The Acute promyelocytic leukemia and the current treatment protocolsSebastian Sound*
Sebastian Sound, Department of Medical research, Janet Institute of research, Bandung, Indonesia, Email: [email protected]
Received: 01-Oct-2021 Accepted Date: Oct 15, 2021 ; Published: 26-Oct-2021
Gastric Acute Promyelocytic Leukemia (APL) was first described as a distinct subtype of acute myeloid leukemia by Leif Hillestad in 1957. According to French-American-British classification, it is designated as ‘M3’ subtype. This disease is characterized by accumulation of abnormal Promyelocytes, fibrinogenopenia, disseminated intravascular coagulation and chromosomal translocation t (15; 17) (q22; q21). It accounts for 10-15% of all cases of acute myeloid leukemia.
Arsenic is a naturally occurring substance existing in both organic and inorganic forms. Multiple studies have reported complete remission in arsenic trioxide-treated in both first time diagnosed as well as relapsed acute promyelocytic leukemia. After achieving complete remission, a molecular remission which is demonstrated by negative detection of promyelocytic leukemia RA receptor α (PML-RAR α) transcript. Over 95% APL patients demonstrate t(15;17) (q22;q21) translocation which results in fusion of RARα gene on 17q21 and Promyelocytic Leukemia (PML) gene on 15q22, which produces a PML-RARα fusion transcript. The PML-RARα chimeric protein prevents the activation of primary target genes required for normal myeloid differentiation. PML-RARα confers proliferation and/or survival advantage to hematopoietic progenitor cells. Acute promyelocytic leukemia has very unique molecular and biological characteristics than other types of acute leukemia which has led to significantly different therapeutic approaches. Though the hematological, cytogenetic and molecular features in elder patients are similar to younger adults, the prognosis is poorer in older subjects due to cardiomyopathy. ATRA as a single chemotherapeutic agent acts by inducing terminal differentiation of APL blasts into mature granulocytes thereby contributing to 80% Clinical Remission (CR). However, long-term relapses have been observed with single drug therapy. Combinations of both ATRA and ATO have demonstrated a higher CR rate of 92% in a median follow-up of 99 weeks. There appear to be multiple mechanism of action for ATO therapy against APL. These include partial cellular differentiation and induction of apoptosis by down regulation of Bcl-2 protein along with PML-RARα protein degradation. Both Arsenic Trioxide (ATO) and All-Trans-Retinoic Acid (ATRA) act by degradation and cleaving of the PML-RARα oncoprotein. The PML-RARα catabolism differs for ATRA and ATO. ATRA targets the RARα moiety of the fusion protein while ATO targets the PML moiety.

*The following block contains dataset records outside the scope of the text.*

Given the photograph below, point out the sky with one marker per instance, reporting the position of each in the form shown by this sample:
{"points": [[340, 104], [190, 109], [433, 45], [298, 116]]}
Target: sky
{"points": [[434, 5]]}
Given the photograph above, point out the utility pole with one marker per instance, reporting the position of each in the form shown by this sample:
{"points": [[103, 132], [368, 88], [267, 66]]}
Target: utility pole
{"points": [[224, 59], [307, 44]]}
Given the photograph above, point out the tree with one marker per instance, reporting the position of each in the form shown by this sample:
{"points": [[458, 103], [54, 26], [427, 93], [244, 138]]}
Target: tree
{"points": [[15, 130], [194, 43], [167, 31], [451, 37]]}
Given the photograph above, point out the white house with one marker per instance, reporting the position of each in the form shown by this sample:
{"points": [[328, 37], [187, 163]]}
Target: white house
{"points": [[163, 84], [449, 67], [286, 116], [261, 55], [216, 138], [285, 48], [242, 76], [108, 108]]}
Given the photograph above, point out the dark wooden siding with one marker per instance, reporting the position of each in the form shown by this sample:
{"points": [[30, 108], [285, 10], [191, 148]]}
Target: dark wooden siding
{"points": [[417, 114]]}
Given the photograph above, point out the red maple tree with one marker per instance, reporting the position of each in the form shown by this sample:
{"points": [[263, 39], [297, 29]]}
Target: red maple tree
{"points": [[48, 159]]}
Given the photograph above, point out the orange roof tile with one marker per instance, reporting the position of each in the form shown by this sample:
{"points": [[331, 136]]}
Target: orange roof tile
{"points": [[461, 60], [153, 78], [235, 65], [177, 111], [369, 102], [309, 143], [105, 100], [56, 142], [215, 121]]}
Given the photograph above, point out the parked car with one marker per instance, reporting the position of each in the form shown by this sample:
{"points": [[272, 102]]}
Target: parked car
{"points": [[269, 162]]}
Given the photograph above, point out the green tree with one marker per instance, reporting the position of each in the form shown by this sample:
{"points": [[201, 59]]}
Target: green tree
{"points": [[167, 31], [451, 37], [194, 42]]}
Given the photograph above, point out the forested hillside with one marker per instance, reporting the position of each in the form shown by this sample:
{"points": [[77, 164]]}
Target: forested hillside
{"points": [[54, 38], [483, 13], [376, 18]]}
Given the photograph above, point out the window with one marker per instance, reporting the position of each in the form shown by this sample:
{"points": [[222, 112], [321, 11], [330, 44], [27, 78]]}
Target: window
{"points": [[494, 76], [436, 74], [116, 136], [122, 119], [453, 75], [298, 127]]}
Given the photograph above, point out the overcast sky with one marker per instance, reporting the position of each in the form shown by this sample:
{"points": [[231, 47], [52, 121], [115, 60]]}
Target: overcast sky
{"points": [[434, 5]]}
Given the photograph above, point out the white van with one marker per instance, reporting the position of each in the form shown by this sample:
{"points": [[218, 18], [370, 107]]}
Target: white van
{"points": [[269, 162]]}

Thus, the synergistic effect of both the drugs can be used to treat APL. Studies have demonstrated that combined therapy of ATRA and ATO produce better results than either drug used alone. Arsenic Trioxide is an excellent chemotherapeutic agent for relapsed or refractory subjects previously treated with Acid. Additionally, ATO reduces the risks of transplantation-associated complications. Allogeneic bone marrow transplant patients undergoing ATO maintenance therapy exhibit effectiveness against minimal residual disease. Though it is effective, precautions should be taken on prescribing the drug before or after bone marrow transplantation as it can prolong the QT/QTc interval. Therefore, ATO therapy should be restricted 30 days immediately prior to as well as after transplantation. Intracranial hemorrhage caused as a result of disseminated intravascular coagulation, fibrinolysis, hypercoagulability, thrombocytopenia and proteolysis is a major cause of mortality in acute promyelocytic leukemia. However, it has been observed that ATRA therapy has a distinct advantage due to reduction of hemorrhagic episodes seen in acute promyelocytic leukemia. As per modern guidelines, when acute promyelocytic leukemia diagnosis is suspected, All Trans Retinoic Acid (ATRA) therapy along with plasma and platelet transfusions and genetic confirmation is started. It has also been recommended that ATRA therapy should be immediately initiated on the basis of clinical as well as morphological diagnosis. ATO with ATRA can be incorporated in induction as well as consolidation therapies for APL. ATO though an effective alternative drug has its disadvantage in being an embryo toxic agent due to which it cannot be prescribed during pregnancy. However, long-term safety of this drug is questionable as development of solid tumors has been reported sporadically in subjects undergoing ATO therapy. It can be drawn from various studies and evidence available that Arsenic trioxide is the drug of choice in acute promyelocytic leukemia as it benefits afflicted subjects with minimal side effects even so when compared with conventional drug therapy.